He really does suck against the run, watch the Patriots game. he's also very raw as a pash rusher as to my untrained eye he's slow off the ball (never seems to get a good jump) and tries the same thing everytime, starts with speed rush to the outside and WHEN it doesn't work he tries to come back inside and shed the tackle which also NEVER works. The plays he's made have been on free rushes.
That's easily the best summary in this thread. If you think we can't be worse against the run, start Dion Jordan at right end and play him the entire game. He'll provide dozens of plays for the ESPN and NFL Network analysts to laugh at. They would be spotlighting one after the other, as Jordan is twisted and buckled and shoved into the secondary. Heath Evans would be crowing.
How often has a coach been so blunt? Do you actually believe there's no reason for it? The coaches saw the same thing I did at New England. They gave Jordan a chance in obvious run looks after Vernon was called for batting the ball. Jordan was perhaps more inept on the subsequent plays than any run defender in franchise history.
We drafted a skinny kid from Oregon, where they don't exactly prioritize bucking up to stop the run. That's a gap shooting program where they take short cuts on defense, no different than offense. It's gimmickry and get there quick as opposed to fundamental and strong. The football world wants to believe it's the wave of the future but when programs like Alabama or Stanford hold true to the old standards and actually prioritizes them instead of succumbing to perimeter finesse, then Oregon has a problem. Jordan in our uniform looks exactly like all the Oregon players did a couple of weeks ago at Stanford, when the Cardinal held the ball for move than 40 minutes and barely threw the ball.

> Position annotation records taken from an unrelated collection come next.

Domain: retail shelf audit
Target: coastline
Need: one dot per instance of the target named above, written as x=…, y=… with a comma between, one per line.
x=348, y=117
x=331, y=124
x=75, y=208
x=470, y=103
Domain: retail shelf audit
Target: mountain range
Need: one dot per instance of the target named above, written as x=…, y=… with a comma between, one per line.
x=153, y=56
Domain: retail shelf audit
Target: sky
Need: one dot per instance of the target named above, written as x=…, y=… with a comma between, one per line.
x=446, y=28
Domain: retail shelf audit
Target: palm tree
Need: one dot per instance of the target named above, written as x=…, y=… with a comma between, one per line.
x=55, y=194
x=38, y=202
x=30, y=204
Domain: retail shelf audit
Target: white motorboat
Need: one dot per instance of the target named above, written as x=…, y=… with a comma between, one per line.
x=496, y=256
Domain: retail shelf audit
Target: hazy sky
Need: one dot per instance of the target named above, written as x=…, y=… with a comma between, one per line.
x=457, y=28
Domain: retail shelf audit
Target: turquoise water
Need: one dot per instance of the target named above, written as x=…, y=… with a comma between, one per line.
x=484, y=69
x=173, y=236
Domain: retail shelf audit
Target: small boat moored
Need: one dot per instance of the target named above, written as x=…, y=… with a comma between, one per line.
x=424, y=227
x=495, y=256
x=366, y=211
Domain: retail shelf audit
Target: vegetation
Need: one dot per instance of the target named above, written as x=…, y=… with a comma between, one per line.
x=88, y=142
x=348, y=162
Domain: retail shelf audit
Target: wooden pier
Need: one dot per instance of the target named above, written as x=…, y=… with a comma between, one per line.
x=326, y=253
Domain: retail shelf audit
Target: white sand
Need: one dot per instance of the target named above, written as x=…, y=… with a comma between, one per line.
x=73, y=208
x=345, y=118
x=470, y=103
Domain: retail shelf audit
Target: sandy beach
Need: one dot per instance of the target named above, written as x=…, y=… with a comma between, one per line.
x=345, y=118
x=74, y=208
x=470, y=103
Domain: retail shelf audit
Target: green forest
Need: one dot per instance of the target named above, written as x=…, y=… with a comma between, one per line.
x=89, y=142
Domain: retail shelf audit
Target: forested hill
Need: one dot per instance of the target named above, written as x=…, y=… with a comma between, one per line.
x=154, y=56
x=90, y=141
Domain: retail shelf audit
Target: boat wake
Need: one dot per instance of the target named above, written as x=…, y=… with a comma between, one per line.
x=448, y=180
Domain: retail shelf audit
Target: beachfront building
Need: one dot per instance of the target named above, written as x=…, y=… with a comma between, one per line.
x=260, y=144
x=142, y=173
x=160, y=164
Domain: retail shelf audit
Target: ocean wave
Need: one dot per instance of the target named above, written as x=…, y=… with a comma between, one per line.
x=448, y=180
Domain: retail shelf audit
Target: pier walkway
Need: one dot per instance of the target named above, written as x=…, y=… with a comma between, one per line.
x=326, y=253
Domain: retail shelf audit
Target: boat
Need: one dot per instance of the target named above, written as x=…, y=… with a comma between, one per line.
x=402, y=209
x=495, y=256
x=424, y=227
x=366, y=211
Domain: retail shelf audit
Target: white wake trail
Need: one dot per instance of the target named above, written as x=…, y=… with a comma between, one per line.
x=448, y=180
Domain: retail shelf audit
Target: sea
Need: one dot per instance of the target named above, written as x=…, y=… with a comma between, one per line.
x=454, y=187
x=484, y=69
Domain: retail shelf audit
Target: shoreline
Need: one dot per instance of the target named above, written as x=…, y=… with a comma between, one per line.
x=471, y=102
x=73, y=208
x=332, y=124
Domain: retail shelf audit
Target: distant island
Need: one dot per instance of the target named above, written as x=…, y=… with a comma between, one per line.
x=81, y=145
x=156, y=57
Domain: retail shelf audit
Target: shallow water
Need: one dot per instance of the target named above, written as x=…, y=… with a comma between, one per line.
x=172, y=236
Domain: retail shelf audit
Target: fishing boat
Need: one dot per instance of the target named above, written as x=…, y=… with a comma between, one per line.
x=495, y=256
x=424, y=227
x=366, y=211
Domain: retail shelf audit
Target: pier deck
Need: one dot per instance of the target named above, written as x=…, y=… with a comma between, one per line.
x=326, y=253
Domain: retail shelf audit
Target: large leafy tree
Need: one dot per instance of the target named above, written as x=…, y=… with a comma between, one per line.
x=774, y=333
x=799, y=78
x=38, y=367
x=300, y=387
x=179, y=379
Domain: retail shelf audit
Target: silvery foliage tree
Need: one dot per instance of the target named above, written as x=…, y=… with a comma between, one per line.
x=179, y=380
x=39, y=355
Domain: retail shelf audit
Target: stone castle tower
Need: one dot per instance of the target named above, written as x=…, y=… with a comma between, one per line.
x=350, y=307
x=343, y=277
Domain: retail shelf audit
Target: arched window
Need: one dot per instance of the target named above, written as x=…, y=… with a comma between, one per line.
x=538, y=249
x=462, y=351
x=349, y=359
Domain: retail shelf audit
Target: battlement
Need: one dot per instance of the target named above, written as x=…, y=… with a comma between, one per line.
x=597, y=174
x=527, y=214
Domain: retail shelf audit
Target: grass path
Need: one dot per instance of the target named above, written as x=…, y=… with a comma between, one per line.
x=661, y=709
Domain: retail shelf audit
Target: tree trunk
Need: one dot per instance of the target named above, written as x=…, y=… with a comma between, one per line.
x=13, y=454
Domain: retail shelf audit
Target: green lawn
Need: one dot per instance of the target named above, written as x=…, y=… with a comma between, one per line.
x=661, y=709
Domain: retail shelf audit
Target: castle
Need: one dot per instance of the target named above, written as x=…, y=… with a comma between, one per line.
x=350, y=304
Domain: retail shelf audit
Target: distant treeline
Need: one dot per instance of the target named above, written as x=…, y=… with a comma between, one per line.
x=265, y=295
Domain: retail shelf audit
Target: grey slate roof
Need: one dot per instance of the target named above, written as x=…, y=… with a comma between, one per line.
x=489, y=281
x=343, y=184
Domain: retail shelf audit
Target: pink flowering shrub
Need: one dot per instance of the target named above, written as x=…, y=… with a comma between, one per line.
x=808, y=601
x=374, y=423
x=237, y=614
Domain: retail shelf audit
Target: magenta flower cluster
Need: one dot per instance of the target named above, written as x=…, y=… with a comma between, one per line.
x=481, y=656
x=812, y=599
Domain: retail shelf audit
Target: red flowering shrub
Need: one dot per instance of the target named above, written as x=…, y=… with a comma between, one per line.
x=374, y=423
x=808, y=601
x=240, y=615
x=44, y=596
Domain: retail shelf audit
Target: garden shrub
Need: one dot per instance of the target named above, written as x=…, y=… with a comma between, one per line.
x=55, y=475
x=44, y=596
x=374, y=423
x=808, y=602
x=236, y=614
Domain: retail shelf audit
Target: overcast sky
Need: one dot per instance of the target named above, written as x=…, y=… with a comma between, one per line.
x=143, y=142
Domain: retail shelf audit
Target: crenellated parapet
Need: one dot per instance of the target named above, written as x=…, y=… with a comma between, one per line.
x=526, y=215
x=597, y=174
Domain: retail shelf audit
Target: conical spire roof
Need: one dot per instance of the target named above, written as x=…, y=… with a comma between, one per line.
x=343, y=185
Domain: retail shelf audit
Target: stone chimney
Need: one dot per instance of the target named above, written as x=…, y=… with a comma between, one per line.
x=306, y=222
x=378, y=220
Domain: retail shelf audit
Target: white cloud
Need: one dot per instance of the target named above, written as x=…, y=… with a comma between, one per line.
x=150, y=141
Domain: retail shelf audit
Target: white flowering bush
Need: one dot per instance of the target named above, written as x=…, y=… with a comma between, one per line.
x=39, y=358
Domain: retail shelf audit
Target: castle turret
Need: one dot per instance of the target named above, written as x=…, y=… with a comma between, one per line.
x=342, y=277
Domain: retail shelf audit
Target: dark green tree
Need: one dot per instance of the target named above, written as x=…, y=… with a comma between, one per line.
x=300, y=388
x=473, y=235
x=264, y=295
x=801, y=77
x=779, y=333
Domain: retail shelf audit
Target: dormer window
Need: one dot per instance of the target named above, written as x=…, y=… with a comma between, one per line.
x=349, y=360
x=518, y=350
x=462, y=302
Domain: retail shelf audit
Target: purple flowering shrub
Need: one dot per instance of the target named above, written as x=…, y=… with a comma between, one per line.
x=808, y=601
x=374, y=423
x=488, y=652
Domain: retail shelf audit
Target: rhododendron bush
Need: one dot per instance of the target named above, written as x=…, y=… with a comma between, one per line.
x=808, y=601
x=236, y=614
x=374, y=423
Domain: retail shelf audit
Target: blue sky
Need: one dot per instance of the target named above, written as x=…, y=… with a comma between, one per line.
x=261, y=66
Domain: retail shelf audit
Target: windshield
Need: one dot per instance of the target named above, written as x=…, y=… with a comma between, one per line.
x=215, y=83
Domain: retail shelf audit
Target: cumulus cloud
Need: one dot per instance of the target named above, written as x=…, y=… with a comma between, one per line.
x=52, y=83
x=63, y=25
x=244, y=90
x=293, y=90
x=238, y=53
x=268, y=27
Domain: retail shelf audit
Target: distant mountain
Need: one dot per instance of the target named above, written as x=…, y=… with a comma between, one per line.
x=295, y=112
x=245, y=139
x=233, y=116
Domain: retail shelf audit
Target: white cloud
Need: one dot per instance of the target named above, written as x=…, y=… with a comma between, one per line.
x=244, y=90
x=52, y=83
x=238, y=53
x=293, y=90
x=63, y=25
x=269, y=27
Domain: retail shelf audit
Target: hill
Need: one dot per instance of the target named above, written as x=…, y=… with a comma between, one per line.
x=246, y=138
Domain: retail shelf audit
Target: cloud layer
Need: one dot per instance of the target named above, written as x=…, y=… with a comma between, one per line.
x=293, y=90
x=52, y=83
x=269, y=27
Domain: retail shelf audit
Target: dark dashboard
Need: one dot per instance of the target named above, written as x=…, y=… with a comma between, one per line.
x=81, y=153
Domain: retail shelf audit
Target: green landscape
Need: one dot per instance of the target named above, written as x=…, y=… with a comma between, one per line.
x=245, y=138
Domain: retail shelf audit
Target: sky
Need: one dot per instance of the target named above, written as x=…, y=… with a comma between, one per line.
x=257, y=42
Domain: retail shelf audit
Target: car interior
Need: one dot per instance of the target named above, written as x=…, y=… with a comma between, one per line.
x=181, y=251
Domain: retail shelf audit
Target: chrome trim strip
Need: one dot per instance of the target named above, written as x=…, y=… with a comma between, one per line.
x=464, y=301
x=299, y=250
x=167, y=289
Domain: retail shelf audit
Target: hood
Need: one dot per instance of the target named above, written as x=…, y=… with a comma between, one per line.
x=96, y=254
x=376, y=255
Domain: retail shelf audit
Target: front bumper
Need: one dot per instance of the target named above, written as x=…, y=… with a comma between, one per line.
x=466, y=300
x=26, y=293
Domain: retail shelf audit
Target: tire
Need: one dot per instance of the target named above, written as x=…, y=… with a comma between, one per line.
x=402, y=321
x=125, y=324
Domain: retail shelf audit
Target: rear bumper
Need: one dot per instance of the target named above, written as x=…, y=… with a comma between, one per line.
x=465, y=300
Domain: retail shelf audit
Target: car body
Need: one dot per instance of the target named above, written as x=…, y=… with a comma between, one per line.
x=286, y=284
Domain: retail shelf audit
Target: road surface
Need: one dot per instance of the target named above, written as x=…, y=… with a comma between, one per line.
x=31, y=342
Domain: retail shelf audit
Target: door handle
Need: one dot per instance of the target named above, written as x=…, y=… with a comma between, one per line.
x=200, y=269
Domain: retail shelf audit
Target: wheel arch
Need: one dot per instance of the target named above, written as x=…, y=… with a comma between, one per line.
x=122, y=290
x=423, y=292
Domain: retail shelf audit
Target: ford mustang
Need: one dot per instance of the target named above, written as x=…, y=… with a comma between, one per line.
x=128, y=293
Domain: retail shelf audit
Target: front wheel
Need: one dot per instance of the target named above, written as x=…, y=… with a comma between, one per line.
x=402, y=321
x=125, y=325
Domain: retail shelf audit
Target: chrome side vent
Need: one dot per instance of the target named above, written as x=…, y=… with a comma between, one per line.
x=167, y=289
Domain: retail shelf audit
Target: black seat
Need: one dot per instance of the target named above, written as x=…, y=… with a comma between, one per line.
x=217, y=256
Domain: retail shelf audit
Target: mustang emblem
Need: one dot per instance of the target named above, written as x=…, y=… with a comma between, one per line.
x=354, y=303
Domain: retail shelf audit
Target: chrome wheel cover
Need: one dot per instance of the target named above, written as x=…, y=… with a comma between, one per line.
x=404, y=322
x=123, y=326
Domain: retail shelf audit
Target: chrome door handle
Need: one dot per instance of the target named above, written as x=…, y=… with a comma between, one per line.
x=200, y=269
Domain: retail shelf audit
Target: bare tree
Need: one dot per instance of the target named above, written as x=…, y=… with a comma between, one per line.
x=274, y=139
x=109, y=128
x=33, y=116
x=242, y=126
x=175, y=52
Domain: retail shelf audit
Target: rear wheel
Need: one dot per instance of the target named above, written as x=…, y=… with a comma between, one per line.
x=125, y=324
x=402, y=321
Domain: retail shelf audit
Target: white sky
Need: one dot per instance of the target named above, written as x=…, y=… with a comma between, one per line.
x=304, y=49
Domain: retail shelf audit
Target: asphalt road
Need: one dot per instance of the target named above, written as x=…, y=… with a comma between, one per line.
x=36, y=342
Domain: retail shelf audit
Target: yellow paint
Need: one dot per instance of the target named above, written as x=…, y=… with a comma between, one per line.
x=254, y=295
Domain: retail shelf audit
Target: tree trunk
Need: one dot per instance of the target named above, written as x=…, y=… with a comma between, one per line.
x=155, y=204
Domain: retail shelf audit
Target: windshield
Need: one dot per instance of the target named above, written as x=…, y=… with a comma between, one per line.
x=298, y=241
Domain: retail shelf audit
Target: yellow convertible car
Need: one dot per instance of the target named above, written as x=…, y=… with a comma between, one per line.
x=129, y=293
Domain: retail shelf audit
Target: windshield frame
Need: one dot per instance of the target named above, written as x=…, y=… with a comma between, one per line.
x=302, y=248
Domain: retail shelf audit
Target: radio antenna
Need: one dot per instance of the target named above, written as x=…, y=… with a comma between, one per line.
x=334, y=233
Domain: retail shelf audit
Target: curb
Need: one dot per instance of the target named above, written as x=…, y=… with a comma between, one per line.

Every third and short for Stanford was a given, with the Ducks tumbling like tall bowling pins. It was glorious football, mindful of our early '70s teams. Jordan last year was pushed around by Stanford's young tackles in the double digit upset at Eugene.
There are still games and situations that unfold similarly in the NFL. We tried another skinny Oregon guy in Josh Kaddu and he hasn't panned out. If anything, Jordan looks even thinner now than preseason. Jordan has markedly more ability than Kaddu but his game is quite one dimensional, as DolfanISS pointed out. If you move him around can he dip left instead of right, and use leverage for a change? At this point he's like the Silky Sullivan of football, starting slow and using the same loop the field move every time.
Big plays are gold in this league. Jordan can provide those. With his height he can be a terror in the quarterback's face up the middle. They hate pressure and length up the middle. I've wondered why we don't feign Jordan in coverage and then loop him aggressively in midsection blitzes. At this point I'm stumped where he plays regularly. Outside in a 3-4 makes the most sense but you better have an absolute bull in front of him at end.